Ostatnio byłam na pierwszym obiedzie u rodziny mojego chłopaka. Sytuacja wyglądała tak: jego siostra, mówiąc do mnie, używała ciągle imienia jego byłej, jego brat ciągle gapił mi się na biust i próbował smyrać po nodze pod stołem, matka postanowiła mnie najzwyczajniej w świecie ignorować, ale za to ojciec podkręcił wąsa, pod którym się rubasznie zaśmiał i rzucił do swojego syna, a mojego chłopaka, tekstem, że ma nadzieję, że jestem albo cholernie bogata, albo cholernie dobra w łóżku, bo czymś muszę nadrabiać to, jak wyglądam. Milutko.
Dodaj anonimowe wyznanie
A co Twój chłopak na to? Jeśli dla niego wszystko było w porządku, albo „no wiesz, oni tacy są, nie mieli nic złego na myśli”, to ja bym się mocno zastanowiła nad tym związkiem.
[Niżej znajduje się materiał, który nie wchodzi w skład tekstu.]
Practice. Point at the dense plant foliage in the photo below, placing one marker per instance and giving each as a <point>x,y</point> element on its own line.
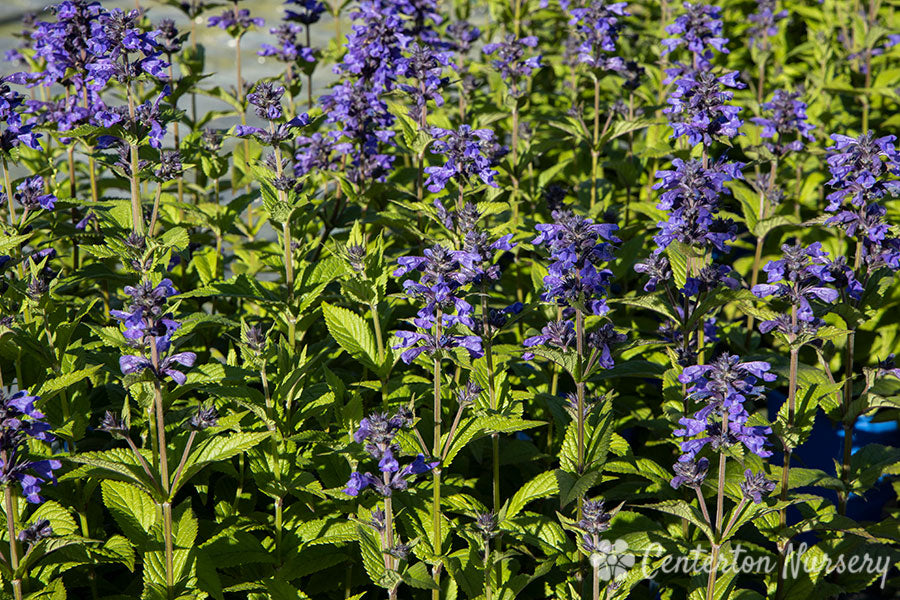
<point>482,299</point>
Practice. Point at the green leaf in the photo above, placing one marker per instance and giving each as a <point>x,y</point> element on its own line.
<point>679,254</point>
<point>133,509</point>
<point>215,449</point>
<point>352,334</point>
<point>60,519</point>
<point>51,386</point>
<point>682,509</point>
<point>570,488</point>
<point>117,463</point>
<point>373,559</point>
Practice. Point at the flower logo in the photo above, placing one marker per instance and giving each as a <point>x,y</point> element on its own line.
<point>611,559</point>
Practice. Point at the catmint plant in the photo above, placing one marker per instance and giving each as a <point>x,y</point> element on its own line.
<point>377,433</point>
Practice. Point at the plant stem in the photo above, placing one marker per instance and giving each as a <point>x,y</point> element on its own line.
<point>720,506</point>
<point>177,135</point>
<point>579,386</point>
<point>703,508</point>
<point>137,217</point>
<point>151,231</point>
<point>9,500</point>
<point>308,75</point>
<point>436,499</point>
<point>170,553</point>
<point>163,469</point>
<point>788,450</point>
<point>184,455</point>
<point>596,138</point>
<point>488,591</point>
<point>8,189</point>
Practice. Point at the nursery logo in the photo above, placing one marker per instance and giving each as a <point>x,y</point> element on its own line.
<point>611,559</point>
<point>800,559</point>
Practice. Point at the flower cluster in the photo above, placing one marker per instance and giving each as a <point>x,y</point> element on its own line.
<point>462,35</point>
<point>13,131</point>
<point>788,118</point>
<point>438,289</point>
<point>305,12</point>
<point>699,29</point>
<point>266,100</point>
<point>355,107</point>
<point>469,153</point>
<point>377,432</point>
<point>289,48</point>
<point>698,107</point>
<point>511,62</point>
<point>423,68</point>
<point>149,328</point>
<point>863,172</point>
<point>803,275</point>
<point>123,51</point>
<point>690,195</point>
<point>30,194</point>
<point>19,422</point>
<point>724,386</point>
<point>236,21</point>
<point>765,24</point>
<point>597,26</point>
<point>578,247</point>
Po takim tekście powinnaś najzwyczajniej w świecie wyjść, nie rozstawać się ale postawić granice. Oni i tak cię nie szanują więc akceptowanie takich zachowań nic nie pomoże…
Uciekaj! Jakby nawet nieważne co Twój chłopak na to, zasadniczo oni zawsze są tacy, jak rodzina. Przejechałam się na tym już dwa razy okrutnie, wiele lat mi to pochłonęło i uciekaj po prostu.